Paralimnadia Sars, 1896

Paralimnadia Sars, 1896 View in CoL , sensu Rogers et al., 2012

Diagnosis: (modified from Rogers et al. 2012). Populations composed of males and females (1:1); male amplexes female on posterior carapace margin, keeping body in line, single file, behind female. Rostrum variable, from blunt to acute, long or short, in both sexes. Angle between rostrum and frons 100° to 80°. Occipital notch and condyle absent. Frontal organ pedunculate. Frontal organ length 0.5 to 1.5 times distance between base of frontal organ and base of ocular tubercle. Second antenna with ~12 antennomeres per flagellum. Carapace dorsal margin smooth, lacking carinae, hinge line arcuate, rarely sinuate. Carapace intervals smooth. Umbone absent. Carapace with or without pigmentation. Muscle scar angle 10° to 80° from normal. Thoracic segments with dorsoposterior ridge margined with spines or setae. Male first two thoracopods with endopod bearing apical suctorial organ. Endite IV typical for family, although sometimes broadly transverse or bearing dense, apical setal field. Eggs attaching to prolonged exopods of thoracopods IX and X, X and XI, or XI and XII. Telson without spiniform projection on ventroposterior angle, anteriad of cercopod base. Telson posterior margin spine rows confluent dorsally, with confluence projecting or not. Each row averaging 5–25 spines. Caudal filament originating between spine rows at third, fourth, or fifth spine from confluence, born on a mound. Cercopod with proximal portion cylindrical, distal portion narrowing. Cercopod medial surface with longitudinal row of setae along proximal 40–60%. Setae plumose, sometimes long or short. Setal row terminates with one spine. Cercopod with subapical, dorsal cirrus, extending 10–50% of cercopod length. Eggs 100–170 μm in diameter, spherical to subspherical in shape. Eggs with large rectilinear polygonal depressions separated by ridges, occasionally with lamellar or setaform spines at polygon ridge line confluences. Australian ( Australia, New Zealand) and Oriental (Sulawesi) bioregions.

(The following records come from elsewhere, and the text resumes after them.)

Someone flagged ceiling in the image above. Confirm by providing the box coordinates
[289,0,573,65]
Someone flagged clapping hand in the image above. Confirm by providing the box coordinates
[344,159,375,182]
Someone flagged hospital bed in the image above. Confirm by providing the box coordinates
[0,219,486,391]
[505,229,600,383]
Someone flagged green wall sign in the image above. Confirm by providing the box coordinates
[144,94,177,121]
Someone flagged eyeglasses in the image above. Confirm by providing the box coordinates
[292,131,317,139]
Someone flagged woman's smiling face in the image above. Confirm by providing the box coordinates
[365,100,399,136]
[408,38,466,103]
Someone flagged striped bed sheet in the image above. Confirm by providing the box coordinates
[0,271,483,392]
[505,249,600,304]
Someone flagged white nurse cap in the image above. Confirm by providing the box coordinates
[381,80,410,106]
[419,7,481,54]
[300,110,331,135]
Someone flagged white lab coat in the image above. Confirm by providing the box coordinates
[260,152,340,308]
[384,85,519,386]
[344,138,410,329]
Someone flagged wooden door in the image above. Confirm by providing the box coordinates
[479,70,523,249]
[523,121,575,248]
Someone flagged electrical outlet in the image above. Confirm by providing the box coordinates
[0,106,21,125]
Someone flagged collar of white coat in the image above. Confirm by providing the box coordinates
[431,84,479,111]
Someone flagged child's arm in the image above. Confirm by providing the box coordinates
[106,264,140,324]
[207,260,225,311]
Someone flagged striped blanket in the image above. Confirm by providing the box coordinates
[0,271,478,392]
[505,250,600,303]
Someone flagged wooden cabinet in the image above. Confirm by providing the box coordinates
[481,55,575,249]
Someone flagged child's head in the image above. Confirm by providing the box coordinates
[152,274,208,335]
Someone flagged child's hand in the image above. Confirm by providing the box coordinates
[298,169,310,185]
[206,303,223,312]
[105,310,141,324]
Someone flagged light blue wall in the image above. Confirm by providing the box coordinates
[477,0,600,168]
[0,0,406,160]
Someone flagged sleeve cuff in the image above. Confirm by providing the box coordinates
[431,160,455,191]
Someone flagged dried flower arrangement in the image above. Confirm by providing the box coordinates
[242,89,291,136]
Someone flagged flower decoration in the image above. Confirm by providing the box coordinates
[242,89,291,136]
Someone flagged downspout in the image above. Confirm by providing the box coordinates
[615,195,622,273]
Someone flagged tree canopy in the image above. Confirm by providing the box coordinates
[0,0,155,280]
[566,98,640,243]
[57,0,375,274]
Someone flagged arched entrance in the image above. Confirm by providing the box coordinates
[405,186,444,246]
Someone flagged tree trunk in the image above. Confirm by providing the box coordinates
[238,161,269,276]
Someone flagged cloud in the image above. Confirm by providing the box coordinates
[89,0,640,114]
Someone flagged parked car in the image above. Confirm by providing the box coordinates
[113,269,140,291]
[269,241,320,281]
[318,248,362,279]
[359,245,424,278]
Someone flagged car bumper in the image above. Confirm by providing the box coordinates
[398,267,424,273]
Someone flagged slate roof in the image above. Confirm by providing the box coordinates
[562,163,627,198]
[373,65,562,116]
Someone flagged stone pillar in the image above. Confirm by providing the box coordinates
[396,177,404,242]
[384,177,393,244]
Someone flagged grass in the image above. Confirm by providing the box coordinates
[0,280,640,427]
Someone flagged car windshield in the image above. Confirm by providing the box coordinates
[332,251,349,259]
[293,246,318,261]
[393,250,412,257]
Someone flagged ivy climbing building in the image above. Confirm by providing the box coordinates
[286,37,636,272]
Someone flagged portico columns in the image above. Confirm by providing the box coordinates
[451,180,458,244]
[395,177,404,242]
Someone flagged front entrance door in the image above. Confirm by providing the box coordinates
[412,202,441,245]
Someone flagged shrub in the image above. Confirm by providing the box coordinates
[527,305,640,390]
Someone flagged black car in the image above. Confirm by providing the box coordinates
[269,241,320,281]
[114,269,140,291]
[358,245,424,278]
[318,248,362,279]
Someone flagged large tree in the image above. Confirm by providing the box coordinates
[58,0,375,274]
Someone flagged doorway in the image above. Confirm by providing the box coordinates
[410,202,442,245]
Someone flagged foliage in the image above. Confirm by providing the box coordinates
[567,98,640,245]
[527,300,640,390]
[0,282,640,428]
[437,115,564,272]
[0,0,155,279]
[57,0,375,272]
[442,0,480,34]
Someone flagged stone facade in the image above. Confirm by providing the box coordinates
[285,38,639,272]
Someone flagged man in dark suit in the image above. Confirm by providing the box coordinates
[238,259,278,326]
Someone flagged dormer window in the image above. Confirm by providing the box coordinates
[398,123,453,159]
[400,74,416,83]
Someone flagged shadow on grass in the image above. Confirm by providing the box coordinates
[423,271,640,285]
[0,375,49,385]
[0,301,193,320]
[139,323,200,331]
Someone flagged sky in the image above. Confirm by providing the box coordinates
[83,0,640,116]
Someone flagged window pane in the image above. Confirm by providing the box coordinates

Many authors, e.g., Martin (1989), Martin and Belk (1989), Rogers et al. (2012), Reed et al. (2015) have proposed that Eulimnadia is in need of revision. Major problems centre around variability among individuals within and between populations (e.g., Straškraba 1964, Belk 1989), inadequate description and illustration of species, mainly prior to the 1980s, and problems in the morphological definition of Eulimnadia (e.g., Sars 1895, Daday 1925, Mattox 1954, Webb and Bell 1979, Martin 1989, Belk 1989, Brtek 1997, Pereira and García 2001).